Mandate can help candidates get re-elected. For example, in two swing states, Democratic incumbents retained their Senate seats: Tammy Baldwin in Wisconsin and Jacky Rosen in Nevada. Their accomplishments in office and voter familiarity could have helped these candidates.

Controversy, or lack thereof, can also affect candidates’ campaigns. In Arizona, for example, Republican Kari Lake gained voters’ attention in 2022 when she lost a gubernatorial race based largely on claims that elections were fraudulent, including the presidential race of 2020 won by Biden. This year, she lost to Democratic Rep.

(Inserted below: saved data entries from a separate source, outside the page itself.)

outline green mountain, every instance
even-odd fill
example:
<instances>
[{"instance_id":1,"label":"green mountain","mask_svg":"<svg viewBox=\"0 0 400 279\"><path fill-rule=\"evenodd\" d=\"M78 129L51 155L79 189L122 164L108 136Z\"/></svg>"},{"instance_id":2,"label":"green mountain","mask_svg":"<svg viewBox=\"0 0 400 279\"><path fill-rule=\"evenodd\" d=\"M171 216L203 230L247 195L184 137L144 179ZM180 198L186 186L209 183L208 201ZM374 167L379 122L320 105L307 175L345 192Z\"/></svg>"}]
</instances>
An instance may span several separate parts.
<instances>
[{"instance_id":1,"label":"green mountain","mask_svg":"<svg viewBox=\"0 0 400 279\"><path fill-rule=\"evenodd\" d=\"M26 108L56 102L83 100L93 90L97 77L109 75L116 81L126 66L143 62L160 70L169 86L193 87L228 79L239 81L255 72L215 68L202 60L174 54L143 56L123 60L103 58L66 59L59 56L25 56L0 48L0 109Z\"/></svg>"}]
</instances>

Ruben Gallego, a retired U.S. Marine and Latino, during a campaign year in which Latino voters played a central role in the electorate.

Specter said the split vote “does not provide sufficient evidence that malfeasance occurred.”

Our decision

The Threads articles said Musk’s Starlink technology manipulated votes in the 2024 election to benefit Trump.

Federal and state election officials have refuted claims of 2024 election fraud, including claims that Starlink manipulated vote counts.

Voting machines are generally not connected to the Internet, and long-standing systems ensure votes are tabulated fairly and accurately.

We found only one instance — in California, not a swing state — where Starlink technology was used to support election infrastructure, such as connecting electronic voting records to a county election database .

We evaluate these statements Pants on Fire!

By Madison Czopek And Sarah SwannPolitiFact editors. PolitiFact researcher Caryn Baird and PolitiFact North Carolina writer Paul Specht contributed to this report.